Еще неделя прошла. Стала ножом землю ковырять, подкоп под южную стену делать; как-то забылась, близко к Волку подошла, и хоть поила и кормила его, верная князю тварь воткнула свои волчьи зубы в Жданино плечо, провела когтями по правой груди, хорошо все же ослабла собака, вырвалась Ждана и больше не забывала о волчьих зубах.
Земли у южной стены – груда. Сначала земля теплой была, а потом и ледяная пошла, трудно землю копать да на покрывале оттаскивать, но худо-бедно, день за днем, когда почти всю воду выпила, просо съела, и звезды увидела: как раз напротив Большой Медведицы нору свою прокопала. Вернулась обратно, посидела, поплакала, едой запаслась, Игоря поцеловала, поставила воды и проса и корову к волку подвинула. Пес притих, замолчал. А может, и не так было: когда Волк на нее набросился, еще раньше, когда подкоп вела, зарезала она его серебряным ножом, точно как, не помнит, потому что память у нее не ее, чужая.

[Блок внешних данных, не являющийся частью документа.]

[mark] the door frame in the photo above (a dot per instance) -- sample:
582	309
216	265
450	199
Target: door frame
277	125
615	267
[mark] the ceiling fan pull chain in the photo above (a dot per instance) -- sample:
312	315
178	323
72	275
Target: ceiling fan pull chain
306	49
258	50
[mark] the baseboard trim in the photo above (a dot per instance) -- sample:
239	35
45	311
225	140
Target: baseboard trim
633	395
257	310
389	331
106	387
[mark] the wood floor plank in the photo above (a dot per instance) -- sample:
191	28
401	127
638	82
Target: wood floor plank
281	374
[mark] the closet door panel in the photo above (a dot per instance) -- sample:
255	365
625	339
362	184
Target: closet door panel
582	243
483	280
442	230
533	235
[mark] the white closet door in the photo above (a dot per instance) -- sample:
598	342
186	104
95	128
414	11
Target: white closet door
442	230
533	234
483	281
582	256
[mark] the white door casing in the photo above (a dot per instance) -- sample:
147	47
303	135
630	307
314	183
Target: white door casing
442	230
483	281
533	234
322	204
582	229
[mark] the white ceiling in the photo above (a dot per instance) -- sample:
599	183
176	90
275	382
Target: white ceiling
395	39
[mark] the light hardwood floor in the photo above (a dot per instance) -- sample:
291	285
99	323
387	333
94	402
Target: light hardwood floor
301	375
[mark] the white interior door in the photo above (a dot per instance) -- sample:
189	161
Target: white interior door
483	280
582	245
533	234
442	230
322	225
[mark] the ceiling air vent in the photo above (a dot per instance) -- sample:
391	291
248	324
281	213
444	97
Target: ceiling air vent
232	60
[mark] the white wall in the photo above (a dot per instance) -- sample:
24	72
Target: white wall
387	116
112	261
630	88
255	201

Собралась Ждана, шапку Игореву на себя напялила, в шубу его закуталась, наружу вылезла и пошла прочь, в метель, что мела и след замела, и вход в дом еще пуще завалила.

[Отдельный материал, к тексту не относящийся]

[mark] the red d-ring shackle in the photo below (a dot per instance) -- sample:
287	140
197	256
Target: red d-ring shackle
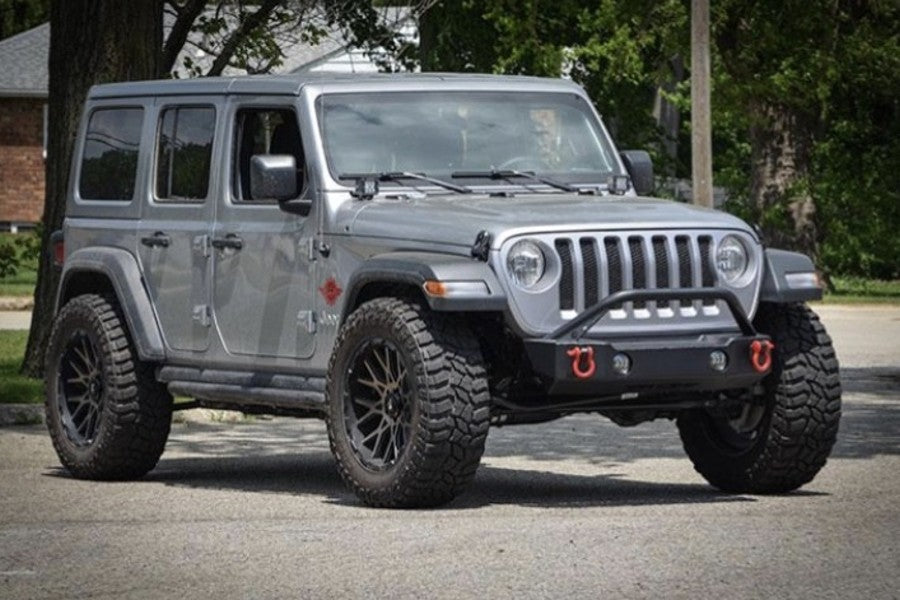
587	353
761	355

Вот так по снегу сто верст и прошагала до Медведкова, на окраине будущей Москвы.
Добралась и местной дурочкой стала, потому что когда выживала – жила, а когда выжила – заснула.

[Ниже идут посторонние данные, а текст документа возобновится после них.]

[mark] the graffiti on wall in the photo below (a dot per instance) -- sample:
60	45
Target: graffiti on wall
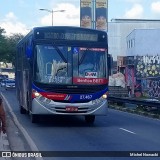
151	88
147	66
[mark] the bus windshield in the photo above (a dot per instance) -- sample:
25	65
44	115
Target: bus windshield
61	64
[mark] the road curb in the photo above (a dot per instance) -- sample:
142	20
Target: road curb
134	111
4	146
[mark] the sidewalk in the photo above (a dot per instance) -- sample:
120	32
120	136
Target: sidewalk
4	144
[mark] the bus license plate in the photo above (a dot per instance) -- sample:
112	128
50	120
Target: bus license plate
71	109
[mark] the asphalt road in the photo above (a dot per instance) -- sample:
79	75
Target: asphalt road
119	131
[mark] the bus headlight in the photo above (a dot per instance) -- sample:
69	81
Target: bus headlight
35	94
104	96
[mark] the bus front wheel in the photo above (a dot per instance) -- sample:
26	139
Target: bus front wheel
22	110
34	118
90	119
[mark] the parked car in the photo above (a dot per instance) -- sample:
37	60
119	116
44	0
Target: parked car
9	83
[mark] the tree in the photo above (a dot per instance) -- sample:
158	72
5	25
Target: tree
3	44
11	44
8	46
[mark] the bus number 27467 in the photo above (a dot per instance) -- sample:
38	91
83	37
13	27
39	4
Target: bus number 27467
85	96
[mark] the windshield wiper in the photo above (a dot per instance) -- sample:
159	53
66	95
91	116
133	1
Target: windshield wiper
83	56
60	53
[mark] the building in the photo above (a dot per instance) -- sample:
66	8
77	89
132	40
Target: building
119	29
144	50
143	42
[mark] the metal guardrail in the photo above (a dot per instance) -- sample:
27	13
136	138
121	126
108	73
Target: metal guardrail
148	103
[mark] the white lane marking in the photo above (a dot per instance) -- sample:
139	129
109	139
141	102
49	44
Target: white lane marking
25	133
127	130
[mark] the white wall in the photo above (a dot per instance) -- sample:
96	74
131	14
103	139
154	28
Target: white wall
143	42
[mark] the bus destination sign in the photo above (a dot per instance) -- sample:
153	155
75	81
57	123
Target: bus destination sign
69	36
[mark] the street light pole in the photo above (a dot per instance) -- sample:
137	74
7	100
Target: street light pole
51	11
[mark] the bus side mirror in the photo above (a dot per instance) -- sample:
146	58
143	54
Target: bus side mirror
110	63
29	52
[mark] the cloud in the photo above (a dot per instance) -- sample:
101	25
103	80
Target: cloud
135	12
155	7
11	25
66	18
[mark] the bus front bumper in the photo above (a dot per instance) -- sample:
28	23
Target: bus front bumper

Страх – ушел. Никто блаженную не тронет, в ней Бог живет.
Смерды местного боярина Людоты ее кормили вместе с собаками, вместе с собаками спала Ждана. И так прошли весна и лето, пока не загнал ее пожар вместе с людьми и зверями за Москву-реку.
Главы, предшествующие описанию первого мгновения встречи Емели и Жданы
Подняла Ждана глаза за мгновение до Емелиного взгляда, оторвала глаза от воды, увидела Медведко, проснулась и все вспомнила, и все забыла, и Медведко все забыл, и началось у них то, что люди назвали именем Любови – что есть самая белая из четырех белых стихий, прежде сна, боли и страха, где боль – самая темная из белых стихий. И когда любовь – Любовь, узнать просто – нет вокруг людей, нет их истории, государства, ни бедных, ни богатых, ни власти, ни смуты, нет земли, нет неба, нет пожара, нет зверей и птиц, леса нет, и рыб нет, и солнца тоже, а есть все, и все вокруг – вода и огонь, и надо, чтобы соединились огонь и вода, чтобы была жизнь. И как сошлись они в этой воде и в этом огне, как вышли на берег, так после молитв и жили, не разлепляясь, и пока жили, Ждана кричать научилась, забывать и вспоминать научилась, научилась не видеть горящий лес и головни, в ночи летящие, и зверей тонущих, и людей сгоревших, и было то – жизнь, и было то – ужас, и было то – чудо и счастье, и было то – все, что есть на земле, что было и что будет во веки веков, с людьми, живущими в пещере, шалаше, хижине, дворце, небоскребе или юрте, которые встретили друг друга, узнали друг друга и стали нужными этому миру, ибо через них выживает он, мир, так же зависимо и реально, как выживает земля за счет щедрости солнца. И нежность стала Богом Емели и Жданы, и нежностью были крещены они оба, нежность и бережность ко всему сущему через Ждану познал Медведко, и нежность и бережность ко всему сущему через Медведко познала Ждана, и так оба познали они единого Бога, и тогда был крещен Емеля во второй раз, не как в первый, не огнем и мечом и крестом, но любовью.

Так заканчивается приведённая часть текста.